You could make your own for less.


----------



## deathcrow76 (Aug 29, 2018)

Shawn Michael said:


> You could make your own for less.



Ok so I am seriously considering making my own. What bike and year is that one based on so I can track one down? Thank you all for your help, you guys are awesome and make a noob like me feel right at home!


----------



## GTs58 (Aug 29, 2018)

Just my opinion, that bike doesn't look anything like a Chicago style Schwinn. Only thing that looks familiar is the head badge. That frame is whacked out so it could be a Columbia, but not a Schwinn.


----------



## deathcrow76 (Aug 29, 2018)

It's definately a Schwinn. I called and the lady said they sold all 500 the first day.


----------



## GTs58 (Aug 29, 2018)

If they modeled that after a real Schwinn they sure did a lousy job imitating the frame and springer. 






Sold out at manufacturer. Limited Edition Replica of Mikes Bike from Stranger Things. This is a real Bike!!! Limited to only 500 worldwide. Box is unopened and ready to ship to you! Very rare...  

From Schwinn, 
Here at Schwinn everyone is thrilled to be releasing the Stranger Things limited edition Mike’s Bike in the coming week. As both bike lovers and fans of the show, it has been a project that lots of people here are passionate about. I had the chance to talk with Patrick Hotlen, one of our graphic designers, and Justin Roberts, one of our product managers, who both played key roles in bringing Mike’s Bike to life. 

What are your roles in the company as well as for the Mike’s Bike project? 

Patrick: I am a Graphic Designer here at Pacific Cycle bikes. For this project I was responsible for the cosmetics of the bike, and also digging into some of the concepts of the show to make it all tie together. My daughter and I randomly came upon Stranger Things the weekend it came out, and we thought it was so cool and we just got into it. So I definitely approached the project from a fan standpoint. 

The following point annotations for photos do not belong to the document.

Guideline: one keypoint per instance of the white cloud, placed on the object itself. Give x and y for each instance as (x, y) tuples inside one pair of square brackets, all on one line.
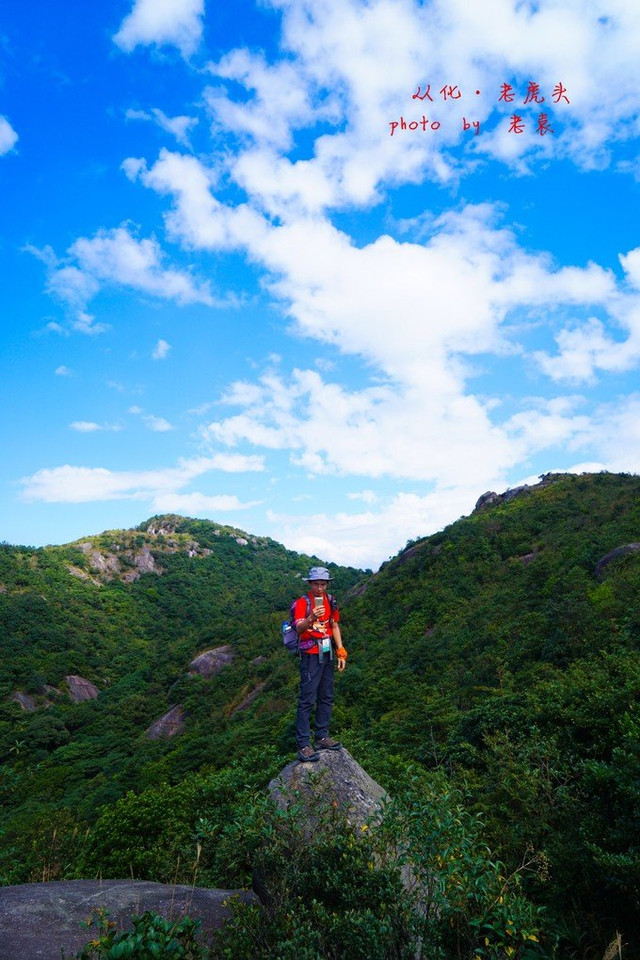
[(89, 426), (199, 504), (85, 426), (367, 496), (178, 127), (70, 484), (237, 463), (8, 136), (117, 257), (367, 539), (352, 68), (175, 23), (157, 424), (161, 350), (413, 312)]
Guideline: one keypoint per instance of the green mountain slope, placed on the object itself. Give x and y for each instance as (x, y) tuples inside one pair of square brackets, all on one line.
[(506, 650), (128, 611), (500, 655)]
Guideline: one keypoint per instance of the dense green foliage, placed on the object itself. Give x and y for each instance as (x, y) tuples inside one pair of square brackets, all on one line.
[(418, 884), (497, 657), (152, 938)]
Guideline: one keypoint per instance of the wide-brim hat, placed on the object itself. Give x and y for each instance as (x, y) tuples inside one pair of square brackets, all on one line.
[(318, 573)]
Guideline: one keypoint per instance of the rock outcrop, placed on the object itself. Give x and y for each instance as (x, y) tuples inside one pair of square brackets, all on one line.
[(81, 689), (613, 555), (211, 662), (39, 920), (336, 782), (25, 701), (167, 726), (491, 499)]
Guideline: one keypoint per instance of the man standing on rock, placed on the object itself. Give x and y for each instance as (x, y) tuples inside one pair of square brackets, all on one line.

Justin: I am a Product Manager at Pacific Cycle. I was in charge of the parts and pieces of the bike. Patrick heavily influenced some of the aspects of it because he is such a big fan of the show. While I was first exposed to the show because of this project, Patrick was really able to cue in on some of the graphical elements that make this bike really speak to the details a fan would appreciate. 

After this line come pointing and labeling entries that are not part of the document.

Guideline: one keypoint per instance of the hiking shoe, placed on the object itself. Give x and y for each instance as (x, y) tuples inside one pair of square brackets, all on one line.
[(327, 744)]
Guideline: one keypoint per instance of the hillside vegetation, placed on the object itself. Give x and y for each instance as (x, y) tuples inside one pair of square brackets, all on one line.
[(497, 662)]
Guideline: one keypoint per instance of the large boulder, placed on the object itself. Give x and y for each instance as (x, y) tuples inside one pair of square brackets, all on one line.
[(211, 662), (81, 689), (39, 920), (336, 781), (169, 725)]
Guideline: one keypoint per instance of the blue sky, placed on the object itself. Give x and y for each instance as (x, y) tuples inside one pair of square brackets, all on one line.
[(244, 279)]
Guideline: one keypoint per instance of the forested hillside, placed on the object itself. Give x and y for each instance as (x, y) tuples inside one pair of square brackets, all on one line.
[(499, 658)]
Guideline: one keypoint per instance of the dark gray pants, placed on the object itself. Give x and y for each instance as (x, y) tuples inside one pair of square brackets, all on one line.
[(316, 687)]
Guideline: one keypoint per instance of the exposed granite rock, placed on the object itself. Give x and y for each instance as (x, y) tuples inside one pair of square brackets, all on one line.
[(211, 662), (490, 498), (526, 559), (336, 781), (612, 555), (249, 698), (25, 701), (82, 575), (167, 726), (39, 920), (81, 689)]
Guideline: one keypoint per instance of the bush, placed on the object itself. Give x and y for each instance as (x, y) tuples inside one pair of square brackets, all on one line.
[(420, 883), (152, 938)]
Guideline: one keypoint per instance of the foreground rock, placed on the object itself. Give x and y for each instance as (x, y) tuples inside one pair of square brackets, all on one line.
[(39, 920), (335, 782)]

How similar is the bike to the one Mike is riding in Stranger Things? 

Justin: We knew what the bike was going to be by essentially copying what was already in the show. The show definitely harkens back to the iconic Schwinn Sting-Ray bike that would have been very prevalent at the time the show takes place in and it is something we are familiar with so figuring out the parts and pieces of it was pretty easy. 

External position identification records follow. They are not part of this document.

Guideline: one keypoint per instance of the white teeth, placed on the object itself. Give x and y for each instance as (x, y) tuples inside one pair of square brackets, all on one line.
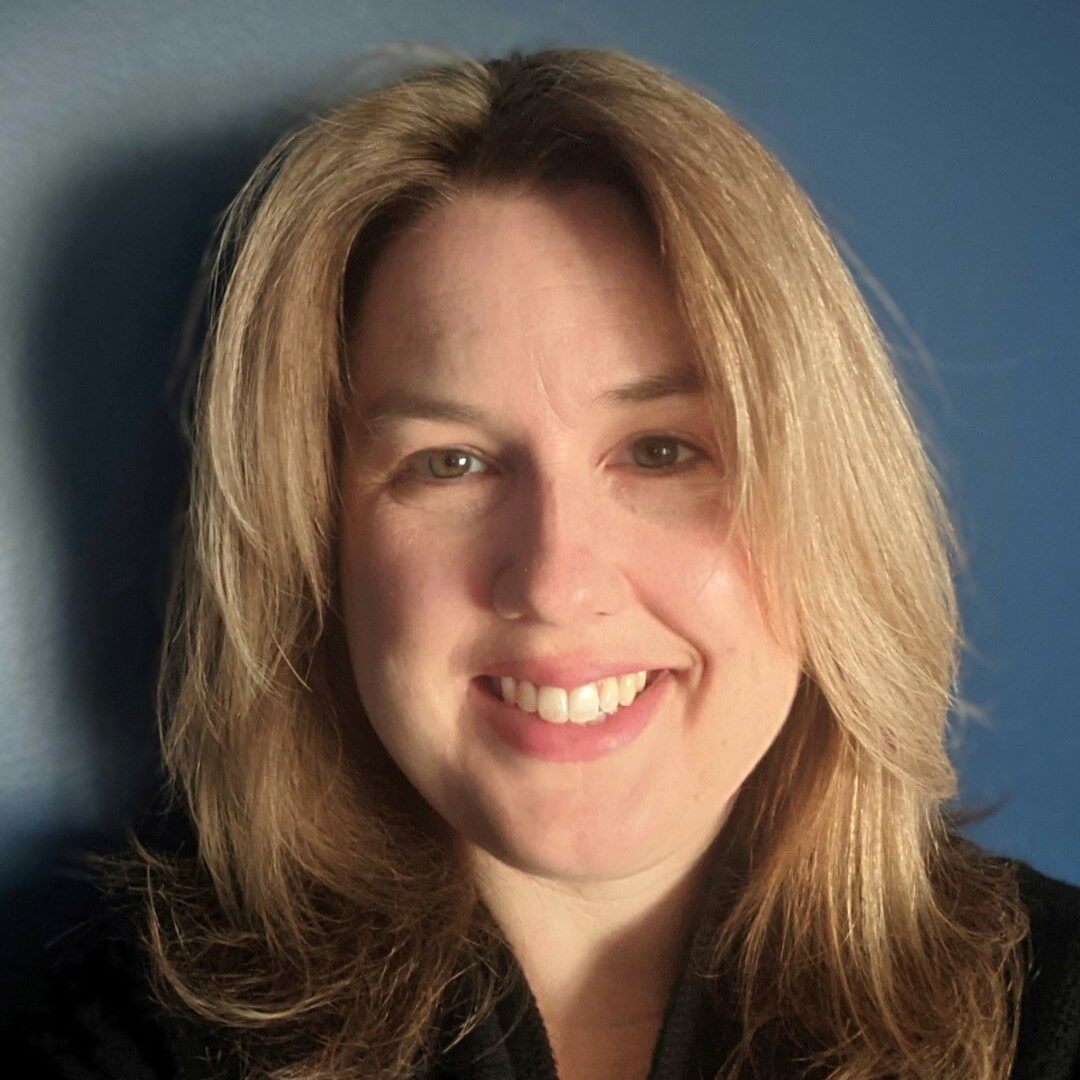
[(583, 704)]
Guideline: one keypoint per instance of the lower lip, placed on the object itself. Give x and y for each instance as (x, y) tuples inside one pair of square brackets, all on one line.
[(527, 733)]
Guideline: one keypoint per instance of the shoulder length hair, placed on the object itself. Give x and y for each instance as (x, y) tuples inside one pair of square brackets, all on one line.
[(324, 918)]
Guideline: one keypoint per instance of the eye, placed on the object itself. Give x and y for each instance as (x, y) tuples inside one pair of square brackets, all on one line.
[(440, 464), (661, 454)]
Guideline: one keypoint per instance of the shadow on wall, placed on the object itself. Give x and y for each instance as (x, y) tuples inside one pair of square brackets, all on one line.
[(103, 382)]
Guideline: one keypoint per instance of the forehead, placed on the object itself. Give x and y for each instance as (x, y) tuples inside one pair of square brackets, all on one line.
[(509, 279)]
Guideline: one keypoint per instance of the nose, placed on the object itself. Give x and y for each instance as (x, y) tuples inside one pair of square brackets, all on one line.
[(557, 556)]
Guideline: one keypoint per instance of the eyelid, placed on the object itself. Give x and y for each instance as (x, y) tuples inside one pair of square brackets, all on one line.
[(672, 435)]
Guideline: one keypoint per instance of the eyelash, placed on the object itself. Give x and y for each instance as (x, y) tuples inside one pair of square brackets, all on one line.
[(407, 473)]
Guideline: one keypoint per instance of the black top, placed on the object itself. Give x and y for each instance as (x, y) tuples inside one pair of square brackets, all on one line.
[(96, 1018)]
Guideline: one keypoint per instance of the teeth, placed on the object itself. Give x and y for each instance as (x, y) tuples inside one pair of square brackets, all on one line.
[(583, 704)]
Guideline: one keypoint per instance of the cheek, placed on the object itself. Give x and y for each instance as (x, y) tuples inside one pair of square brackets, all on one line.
[(396, 583)]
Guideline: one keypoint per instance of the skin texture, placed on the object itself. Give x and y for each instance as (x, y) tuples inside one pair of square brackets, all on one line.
[(558, 534)]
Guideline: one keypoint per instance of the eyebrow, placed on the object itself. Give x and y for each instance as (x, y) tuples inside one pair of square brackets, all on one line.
[(401, 404)]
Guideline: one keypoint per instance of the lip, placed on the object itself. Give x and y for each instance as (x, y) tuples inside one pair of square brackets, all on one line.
[(526, 733), (569, 670)]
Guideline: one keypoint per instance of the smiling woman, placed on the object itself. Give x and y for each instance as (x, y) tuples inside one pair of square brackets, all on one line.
[(562, 653)]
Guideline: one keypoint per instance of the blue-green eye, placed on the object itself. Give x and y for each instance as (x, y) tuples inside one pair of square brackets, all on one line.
[(661, 456), (447, 463), (663, 453)]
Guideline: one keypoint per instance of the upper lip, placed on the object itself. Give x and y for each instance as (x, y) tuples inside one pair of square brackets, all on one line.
[(568, 670)]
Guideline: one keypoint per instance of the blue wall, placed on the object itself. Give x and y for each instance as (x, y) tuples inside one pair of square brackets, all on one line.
[(940, 142)]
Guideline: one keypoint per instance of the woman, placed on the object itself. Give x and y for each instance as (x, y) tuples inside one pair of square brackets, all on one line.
[(563, 646)]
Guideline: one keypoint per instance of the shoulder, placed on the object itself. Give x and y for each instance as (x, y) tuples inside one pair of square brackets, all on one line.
[(91, 1014), (1050, 1013)]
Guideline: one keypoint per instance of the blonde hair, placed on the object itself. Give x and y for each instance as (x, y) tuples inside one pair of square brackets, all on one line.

Patrick: We took the approach of this bike really speaking to the fan of Stranger Things. There are call outs on the bike that are hidden within the design that made it a really fun piece to put together. 

What was the reasoning behind making the bike related to Mike’s character? 

Justin: Almost right away we knew that this bike we were doing with Netflix would be Mike’s bike. He is clearly the main character of Season 1 so his bike is the most prominently shown bike as well as one of the most interesting bikes, and it helped that it was a Sting-Ray. Then Milissa, our Director of Marketing, and her team got involved and it was clear that everyone was really excited about moving forward with Mike’s Bike. 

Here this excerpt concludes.